Definitely some food for thought here, and something I expect to ponder (and write) about more.


  1. Good to see and hear you outside of the Microsoft bubble (BTW can you freely use ‘”Teams” in your writings ?).
    I am not sure the distinction between those two schools is black and white (or True/False depending on the language you use) as you describe it, it’s more of a spectrum. You can work in a separated test team and still be a quality-assistant, or work in a small Scrum team and still do isolated test work.
    Many times it’s not even company policy but depends on individuals.

  2. With your second school example, following the shift left where a testers analysis is input into the developers tests I am just curious. Where are the negative test cases executed, where are the non-functional’s tested and who keeps the metrics to report to upper management on what the testers or dev-test are actually responsible and accountable for?
    Battles are regularly had where a developer has read a statement similar to this and wants to enact on it immediately but nobody (product/ dev) is ever willing to give time to the above mentioned cases.

  3. I have in my current job been through the transition you describe. Prior to this we were exploratory agile testers, that were involved through the whole development process with a test-phase at the end, where we gave ‘thumbs-up’ for the functionality. Then, in a transition phase, we introduced a ‘Testers are not allowed to test’ rule, where testers were supposed to support developers in the beginning of the development phase (and help write some acceptence criteria / test-plan), but were not allowed to be involved in the actual testing. This taught the developers to do their own testing (together with code-review). Testers were laid off, but we are still 2 out of 4 left: a QA/Release Manager who is the guy who pushes the release button (and will make a quick survey of the stories released with his x-ray QA eyes) and me, doing automated functional regression tests.

    I think this works fine, but there is a problem. I, as a tester, lose the contact with the new functionality and the development process, and it is impossible to jump into the old role of dedicated tester, as this involves a lot of work of knowing the product in and out and having all the test tools ready and following the stories from start to finish. We recently had a story that had gone bad and I was put on as QA to help: that was very frustrating and inefficient.
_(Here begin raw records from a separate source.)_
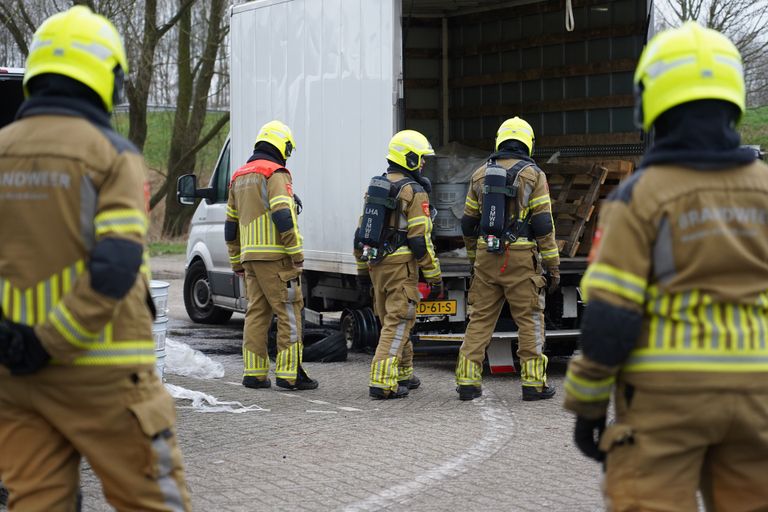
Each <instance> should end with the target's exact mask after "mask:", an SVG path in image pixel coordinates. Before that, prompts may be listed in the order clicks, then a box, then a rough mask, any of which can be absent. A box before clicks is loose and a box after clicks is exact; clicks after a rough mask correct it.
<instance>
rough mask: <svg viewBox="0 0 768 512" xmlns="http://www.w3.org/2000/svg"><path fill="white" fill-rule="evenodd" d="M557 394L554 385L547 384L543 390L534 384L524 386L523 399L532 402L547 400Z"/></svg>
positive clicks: (544, 387) (543, 387) (544, 386)
mask: <svg viewBox="0 0 768 512" xmlns="http://www.w3.org/2000/svg"><path fill="white" fill-rule="evenodd" d="M553 396H555V388H554V386H547V385H546V384H545V385H544V386H542V387H541V391H539V390H538V389H536V388H535V387H534V386H523V401H525V402H532V401H534V400H547V399H549V398H552V397H553Z"/></svg>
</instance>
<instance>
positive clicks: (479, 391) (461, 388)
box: [456, 385, 483, 400]
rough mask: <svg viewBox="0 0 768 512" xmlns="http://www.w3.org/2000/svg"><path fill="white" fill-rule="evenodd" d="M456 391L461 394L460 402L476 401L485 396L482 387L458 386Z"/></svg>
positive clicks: (456, 387) (471, 385)
mask: <svg viewBox="0 0 768 512" xmlns="http://www.w3.org/2000/svg"><path fill="white" fill-rule="evenodd" d="M456 391H457V392H458V393H459V400H474V399H475V398H480V397H481V396H483V388H481V387H480V386H472V385H462V386H457V387H456Z"/></svg>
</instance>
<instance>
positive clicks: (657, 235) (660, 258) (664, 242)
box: [653, 216, 675, 283]
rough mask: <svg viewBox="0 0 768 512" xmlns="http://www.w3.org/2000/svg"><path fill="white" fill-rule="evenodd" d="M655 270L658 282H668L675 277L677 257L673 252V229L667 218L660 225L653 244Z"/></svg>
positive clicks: (662, 220) (662, 218) (664, 216)
mask: <svg viewBox="0 0 768 512" xmlns="http://www.w3.org/2000/svg"><path fill="white" fill-rule="evenodd" d="M653 269H654V274H655V275H656V280H657V281H659V282H662V283H663V282H666V281H669V280H670V279H672V278H673V277H674V276H675V255H674V252H673V250H672V227H671V225H670V223H669V220H668V219H667V217H666V216H664V217H662V219H661V222H660V223H659V230H658V232H657V234H656V242H655V243H654V244H653Z"/></svg>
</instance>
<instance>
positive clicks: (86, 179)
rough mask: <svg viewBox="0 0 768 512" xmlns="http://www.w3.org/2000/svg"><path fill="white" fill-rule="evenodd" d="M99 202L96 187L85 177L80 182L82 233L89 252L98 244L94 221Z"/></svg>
mask: <svg viewBox="0 0 768 512" xmlns="http://www.w3.org/2000/svg"><path fill="white" fill-rule="evenodd" d="M97 202H98V196H97V194H96V187H94V186H93V182H91V179H90V178H89V177H88V176H83V177H82V179H81V180H80V231H81V233H82V237H83V243H84V244H85V250H86V251H89V252H90V250H91V249H92V248H93V246H94V245H95V244H96V232H95V227H94V225H93V219H94V218H95V217H96V207H97Z"/></svg>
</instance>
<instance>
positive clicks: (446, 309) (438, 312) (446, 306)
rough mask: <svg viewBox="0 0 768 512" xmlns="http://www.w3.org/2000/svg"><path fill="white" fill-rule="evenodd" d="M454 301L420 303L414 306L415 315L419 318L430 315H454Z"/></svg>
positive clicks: (442, 301)
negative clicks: (419, 315)
mask: <svg viewBox="0 0 768 512" xmlns="http://www.w3.org/2000/svg"><path fill="white" fill-rule="evenodd" d="M456 310H457V306H456V301H455V300H431V301H421V302H419V305H418V306H416V314H417V315H420V316H431V315H450V316H455V315H456Z"/></svg>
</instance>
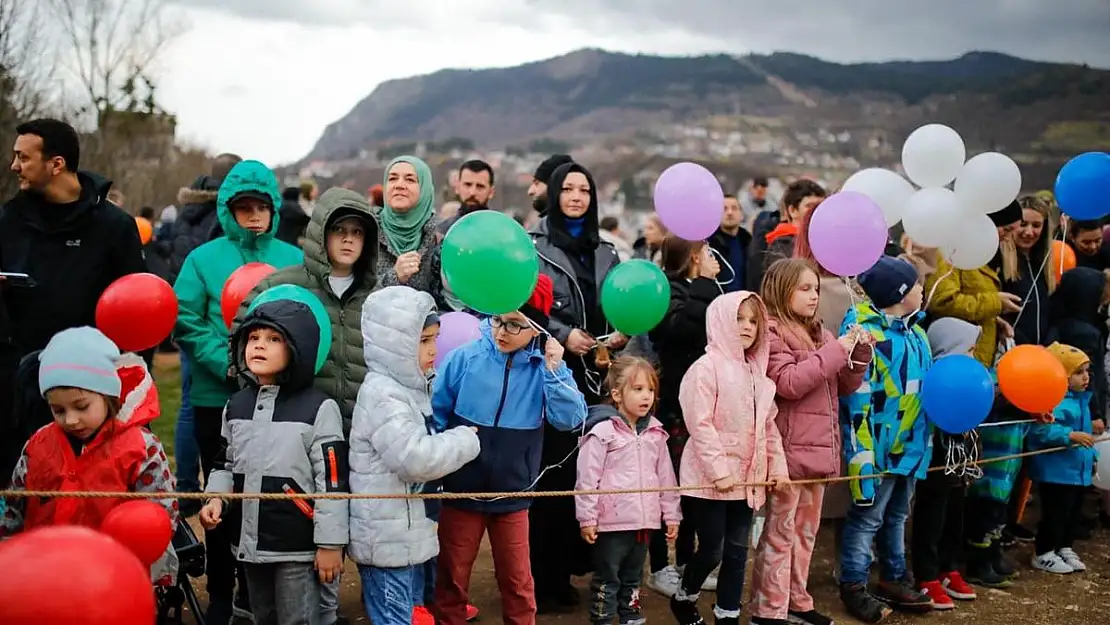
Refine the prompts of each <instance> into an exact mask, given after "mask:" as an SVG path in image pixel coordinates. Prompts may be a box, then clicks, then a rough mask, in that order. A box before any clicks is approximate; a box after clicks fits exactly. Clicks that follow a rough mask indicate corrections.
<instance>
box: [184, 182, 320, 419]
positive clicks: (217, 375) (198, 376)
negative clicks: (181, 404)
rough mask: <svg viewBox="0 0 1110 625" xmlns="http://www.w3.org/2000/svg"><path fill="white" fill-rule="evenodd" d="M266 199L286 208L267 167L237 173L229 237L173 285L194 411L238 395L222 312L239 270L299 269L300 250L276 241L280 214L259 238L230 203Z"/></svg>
mask: <svg viewBox="0 0 1110 625" xmlns="http://www.w3.org/2000/svg"><path fill="white" fill-rule="evenodd" d="M251 191H253V192H255V193H263V194H265V195H266V196H268V198H270V202H271V205H272V206H275V208H276V206H280V205H281V193H280V191H279V187H278V179H276V178H274V174H273V172H272V171H270V168H268V167H266V165H264V164H262V163H260V162H258V161H243V162H241V163H239V164H236V165H235V167H234V168H232V170H231V172H229V173H228V177H226V178H225V179H224V180H223V183H222V184H221V185H220V193H219V195H218V198H216V219H218V220H219V221H220V226H221V228H223V232H224V235H223V236H220V238H219V239H214V240H212V241H209V242H208V243H204V244H203V245H201V246H200V248H196V249H195V250H193V251H192V252H190V254H189V256H186V258H185V262H184V264H183V265H181V272H180V273H179V274H178V280H176V282H174V284H173V290H174V292H176V294H178V325H176V327H175V331H174V336H175V339H176V341H178V344H179V345H180V346H181V349H182V350H183V351H184V353H185V355H186V356H188V357H189V359H190V360H191V361H192V362H191V363H190V364H192V369H191V370H190V372H191V373H190V374H191V375H192V387H191V390H190V393H189V399H190V401H191V402H192V405H194V406H201V407H223V405H224V404H225V403H226V402H228V397H230V396H231V394H232V393H233V392H234V391H236V386H235V384H234V383H233V382H232V380H231V379H229V377H228V366H229V361H228V326H226V325H225V324H224V322H223V314H222V313H221V311H220V296H221V295H222V293H223V284H224V282H226V281H228V278H230V276H231V274H232V273H233V272H234V271H235V270H236V269H239V268H241V266H243V265H244V264H248V263H253V262H261V263H266V264H270V265H273V266H274V268H278V269H282V268H285V266H290V265H295V264H300V263H301V262H302V260H303V258H304V256H303V254H302V253H301V250H299V249H296V248H295V246H293V245H290V244H289V243H285V242H282V241H279V240H276V239H274V233H275V232H278V221H279V218H278V211H276V210H274V211H273V212H272V216H271V220H270V230H269V231H266V232H263V233H261V234H255V233H253V232H251V231H249V230H245V229H243V228H242V226H240V225H239V223H238V222H236V221H235V216H234V215H233V214H232V213H231V209H229V208H228V202H229V201H231V200H232V199H234V198H235V196H236V195H239V194H240V193H243V192H251Z"/></svg>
  4. Isn’t this similar to what that “agile school of testing” preaches? I am surprised that people would assume that testing is going away just because more teams are embedding testing earlier in the process. Isn’t that what testers have been asking for all along? I know it’s been one of my biggest requests whenever I onboard to a new company.

  5. Really interesting perspective Alan! I think I fit in both “schools” (and yuk… I hate that word too). I definitely am an advocate for testing everywhere and everyone being responsible for quality. I promote that a lot.

    But equally, I’ve seen so many failed attempts at developers learning to explore. Most are uninterested and still see testers and “testing” as a lower class. And many of the “other” skills needed to do good exploratory testing are really hard too (lateral and critical thinking skills, communication skills, influence skills, sociology skills, Psychology skills, etc).

    Many developers are uninterested in these skills and struggle to focus on these when they need to focus on learning all the skills and languages relating to their coding, ops and development activities (we’re calling for multi skilled people, that means stretching developers to be multi skilled in different developer directions too – front end, back end, web, mobile, etc). So this is a challenge too.

    That’s why I think there needs to be a blend. We need to continue to have testing experts, but I don’t believe the title of “coach” cuts it enough…
    Not sure what the right title might be… Perhaps call everyone a developer while still recognising the separation of skilled experts somehow.

    Anyway, great post! Thanks for kicking my brain!